22.4 - Simulating Observations

Now that we've learned the mechanics of the distribution function and change-of-variable techniques to find the p.d.f. of a transformation of a random variable, we'll now turn our attention for a few minutes to an application of the distribution function technique. In doing so, we'll learn how statistical software, such as Minitab or SAS, generates (or "simulates") 1000 random numbers that follow a particular probability distribution. More specifically, we'll explore how statistical software simulates, say, 1000 random numbers from an exponential distribution with mean \(\theta=5\).

The Idea Section

If we take a look at the cumulative distribution function of an exponential random variable with a mean of \(\theta=5\):

the idea might just jump out at us. You might notice that the cumulative distribution function \(F(x)\) is a number (a cumulative probability, in fact!) between 0 and 1. So, one strategy we might use to generate a 1000 numbers following an exponential distribution with a mean of 5 is:

Generate a \(Y\sim U(0,1)\) random number. That is, generate a number between 0 and 1 such that each number between 0 and 1 is equally likely.
Then, use the inverse of \(Y=F(x)\) to get a random number \(X=F^{-1}(y)\) whose distribution function is \(F(x)\). This is, in fact, illustrated on the graph. If \(F(x)=0.8\), for example, then the inverse \(X\) is about 8.
Repeat steps 1 and 2 one thousand times.

By looking at the graph, you should get the idea, by using this strategy, that the shape of the distribution function dictates the probability distribution of the resulting \(X\) values. In this case, the steepness of the curve up to about \(F(x)=0.8\) suggests that most of the \(X\) values will be less than 8. That's what the probability density function of an exponential random variable with a mean of 5 suggests should happen:

We can even do the calculation, of course, to illustrate this point. If \(X\) is an exponential random variable with a mean of 5, then:

\(P(X<8)=1-P(X>8)=1-e^{-8/5}=0.80\)

A theorem (naturally!) formalizes our idea of how to simulate random numbers following a particular probability distribution.

Theorem

Let \(Y\sim U(0,1)\). Let \(F(x)\) have the properties of a distribution function of the continuous type with \(F(a)=0\) and \(F(b)=1\). Suppose that \(F(x)\) is strictly increasing on the support \(a<x<b\), where \(a\) and \(b\) could be \(-\infty\) and \(\infty\), respectively. Then, the random variable \(X\) defined by:

\(X=F^{-1}(Y)\)

is a continuous random variable with cumulative distribution function \(F(x)\).

Proof.

In order to prove the theorem, we need to show that the cumulative distribution function of \(X\) is \(F(x)\). That is, we need to show:

\(P(X\leq x)=F(x)\)

It turns out that the proof is a one-liner! Here it is:

\(P(X\leq x)=P(F^{-1}(Y)\leq x)=P(Y \leq F(x))=F(x)\)
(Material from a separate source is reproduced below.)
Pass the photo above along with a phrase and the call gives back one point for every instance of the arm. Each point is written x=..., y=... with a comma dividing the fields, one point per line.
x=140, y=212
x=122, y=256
We've set out to prove what we intended, namely that:

\(P(X\leq x)=F(x)\)

Well, okay, maybe some explanation is needed! The first equality in the one-line proof holds, because:

\(X=F^{-1}(Y)\)

Then, the second equality holds because of the red portion of this graph:

That is, when:

\(F^{-1}(Y)\leq x\)

is true, so is

\(Y \leq F(x)\)

Finally, the last equality holds because it is assumed that \(Y\) is a uniform(0, 1) random variable, and therefore the probability that \(Y\) is less than or equal to some \(y\) is, in fact, \(y\) itself:

\(P(Y\leq y)=F(y)=\int_0^y dt=y\)

That means that the probability that \(Y\) is less than or equal to some \(F(x)\) is, in fact, \(F(x)\) itself:

\(P(Y \leq F(x))=F(x)\)

Our one-line proof is complete!

Example 22-5 Section

A student randomly draws the following three uniform(0, 1) numbers:

0.2

0.5

0.9

Use the three uniform(0,1) numbers to generate three random numbers that follow an exponential distribution with mean \(\theta=5\).

Solution

The cumulative distribution function of an exponential random variable with a mean of 5 is:

\(y=F(x)=1-e^{-x/5}\)

for \(0\le x<\infty\). We need to invert the cumulative distribution function, that is, solve for \(x\), in order to be able to determine the exponential(5) random numbers. Manipulating the above equation a bit, we get:

\(1-y=e^{-x/5}\)

Then, taking the natural log of both sides, we get:

\(\text{log}(1-y)=-\dfrac{x}{5}\)

And, multiplying both sides by −5, we get:

\(x=-5\text{log}(1-y)\)

for \(0<y<1\). Now, it's just a matter of inserting the student's three random U(0,1) numbers into the above equation to get our three exponential(5) random numbers:

If \(y=0.2\), we get \(x=1.1\)
If \(y=0.5\), we get \(x=3.5\)
If \(y=0.9\), we get \(x=11.5\)

We would simply continue the same process — that is, generating \(y\), a random U(0,1) number, inserting y into the above equation, and solving for \(x\) — 997 more times if we wanted to generate 1000 exponential(5) random numbers. Of course, we wouldn't really do it by hand, but rather let statistical software do it for us. At least we now understand how random number generation works!